More recently, the concept of understanding a businesses’ transaction costs was extended to include accounting for all costs in any business or outsourcing endeavour – what we now call Total Cost of Ownership – the idea of looking beyond price and embracing a total cost of ownership approach when making outsourcing decisions – including the costs of entering into and executing contracts.
The idea is ‘it’s not how little you pay, it’s how much you get’. So, instead of squeezing suppliers for lower material, component or labour prices, companies seek to partner with suppliers who have the expertise to look at the complete picture; suppliers who can see how their products or services impact their customer’s operations and make specific recommendations for improvement or better engagement.
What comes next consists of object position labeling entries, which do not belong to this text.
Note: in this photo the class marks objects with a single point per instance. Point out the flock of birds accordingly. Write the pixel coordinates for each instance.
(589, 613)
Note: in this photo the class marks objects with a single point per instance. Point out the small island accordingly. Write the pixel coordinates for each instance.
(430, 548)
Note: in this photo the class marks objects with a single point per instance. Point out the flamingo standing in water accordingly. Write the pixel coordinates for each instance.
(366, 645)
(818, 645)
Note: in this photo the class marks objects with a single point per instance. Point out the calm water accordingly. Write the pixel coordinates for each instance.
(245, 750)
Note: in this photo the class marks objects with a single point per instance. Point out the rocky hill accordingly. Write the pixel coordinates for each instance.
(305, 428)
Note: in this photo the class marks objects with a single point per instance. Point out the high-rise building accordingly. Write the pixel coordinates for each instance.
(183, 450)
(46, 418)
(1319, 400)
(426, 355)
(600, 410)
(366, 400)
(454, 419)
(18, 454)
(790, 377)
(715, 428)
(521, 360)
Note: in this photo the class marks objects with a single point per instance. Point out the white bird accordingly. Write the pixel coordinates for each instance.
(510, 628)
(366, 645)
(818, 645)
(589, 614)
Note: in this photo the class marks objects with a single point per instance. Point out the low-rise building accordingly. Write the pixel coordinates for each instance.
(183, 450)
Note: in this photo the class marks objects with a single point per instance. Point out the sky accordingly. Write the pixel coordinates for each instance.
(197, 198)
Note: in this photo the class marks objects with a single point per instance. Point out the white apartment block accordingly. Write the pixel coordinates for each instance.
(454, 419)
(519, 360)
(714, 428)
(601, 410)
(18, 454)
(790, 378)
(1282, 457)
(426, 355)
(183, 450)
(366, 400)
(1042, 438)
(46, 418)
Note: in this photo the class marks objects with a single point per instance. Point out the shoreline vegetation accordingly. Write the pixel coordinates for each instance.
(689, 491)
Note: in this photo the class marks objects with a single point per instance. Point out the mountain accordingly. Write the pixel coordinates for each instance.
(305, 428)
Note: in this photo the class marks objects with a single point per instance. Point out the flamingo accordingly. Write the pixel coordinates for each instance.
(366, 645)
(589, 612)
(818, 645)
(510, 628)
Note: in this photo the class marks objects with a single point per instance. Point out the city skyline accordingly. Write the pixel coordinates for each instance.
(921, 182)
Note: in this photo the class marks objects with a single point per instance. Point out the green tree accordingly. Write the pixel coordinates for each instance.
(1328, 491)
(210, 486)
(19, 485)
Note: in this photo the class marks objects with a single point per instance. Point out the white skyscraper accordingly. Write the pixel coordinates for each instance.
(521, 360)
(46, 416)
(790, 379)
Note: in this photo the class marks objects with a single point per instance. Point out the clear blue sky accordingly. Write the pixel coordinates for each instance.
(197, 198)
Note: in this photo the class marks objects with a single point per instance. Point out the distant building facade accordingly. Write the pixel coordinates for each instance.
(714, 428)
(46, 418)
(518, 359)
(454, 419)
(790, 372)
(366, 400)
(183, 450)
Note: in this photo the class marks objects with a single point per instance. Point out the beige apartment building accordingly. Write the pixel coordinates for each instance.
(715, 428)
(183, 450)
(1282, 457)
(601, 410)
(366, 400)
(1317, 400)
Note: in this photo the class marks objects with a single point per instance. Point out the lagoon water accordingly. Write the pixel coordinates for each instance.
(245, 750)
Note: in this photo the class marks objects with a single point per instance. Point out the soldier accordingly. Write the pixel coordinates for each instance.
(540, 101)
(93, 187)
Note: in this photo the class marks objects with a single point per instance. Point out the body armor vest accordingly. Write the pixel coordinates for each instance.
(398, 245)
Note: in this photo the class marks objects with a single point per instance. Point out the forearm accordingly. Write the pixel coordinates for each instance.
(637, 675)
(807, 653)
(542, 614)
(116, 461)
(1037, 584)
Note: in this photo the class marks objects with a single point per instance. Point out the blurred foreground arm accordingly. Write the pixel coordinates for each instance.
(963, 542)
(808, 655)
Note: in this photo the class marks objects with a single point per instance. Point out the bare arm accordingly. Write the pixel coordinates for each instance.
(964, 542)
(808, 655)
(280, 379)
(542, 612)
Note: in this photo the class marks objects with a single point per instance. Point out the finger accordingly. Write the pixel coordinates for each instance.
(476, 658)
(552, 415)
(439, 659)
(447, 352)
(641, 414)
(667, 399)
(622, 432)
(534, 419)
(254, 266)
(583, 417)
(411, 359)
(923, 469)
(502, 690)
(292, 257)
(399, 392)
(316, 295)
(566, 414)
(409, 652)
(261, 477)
The value of these improvements can add substantially to the bottom line; much more than gains from price concessions, and more sustainably.
This is where real competitive advantage can be created.
The high-water mark in these relationships is where the procurer and the supplier create close alliances that extend beyond price and focus on developing a real-world, win-win approach to business where they work together to create value. The foundation of their relationship is built on sound economic principles designed for long term sustainable success – not short-term approaches solely aimed at price reductions.
If your core competencies are around effectively employing, training, leading and deploying people and capital equipment to execute project works or maintenance programmes against agreed rates/prices/times, how does the competence to excel at writing tenders align to those core competencies?
I saw a court decision recently in which one party’s claim relied on their interpretation of wording in a document they had drafted. Because of a missing comma (called an ‘Oxford comma’, in case you’re interested), they lost their case. Makes one wonder if punctuation should be taught in schools after all. More seriously, this is another example underscoring the importance of using specialists in the right places.
Over two years ago now in introducing myself to the team here at Plan A I wrote: “It’s pretty simple: ‘if you don’t get to the table, you don’t get to negotiate…'”
And, if you don’t have a winning tender – you don’t get to the table. You don’t have to be a fan of outsourcing to understand Peter Drucker’s advice to General Electric CEO Jack Welch; “make sure your back office is their front office” to see how well the advice applies to winning tenders.
Of course, having commercial and estimating teams in-house is critical – they hold your core IP. But, sometimes an outsider’s perspective with an insider’s resources makes the difference between winning and losing, where the outsider’s expertise combines with the knowledge of people inside the business to ensure the best outcome. Between benefiting from ‘team-think’ and suffering from ‘group-think’.
For smaller businesses total outsourcing of such specialist activities becomes a no-brainer. Larger businesses may benefit from more of a mix and match solution to ensure the team is always ‘changing it up’.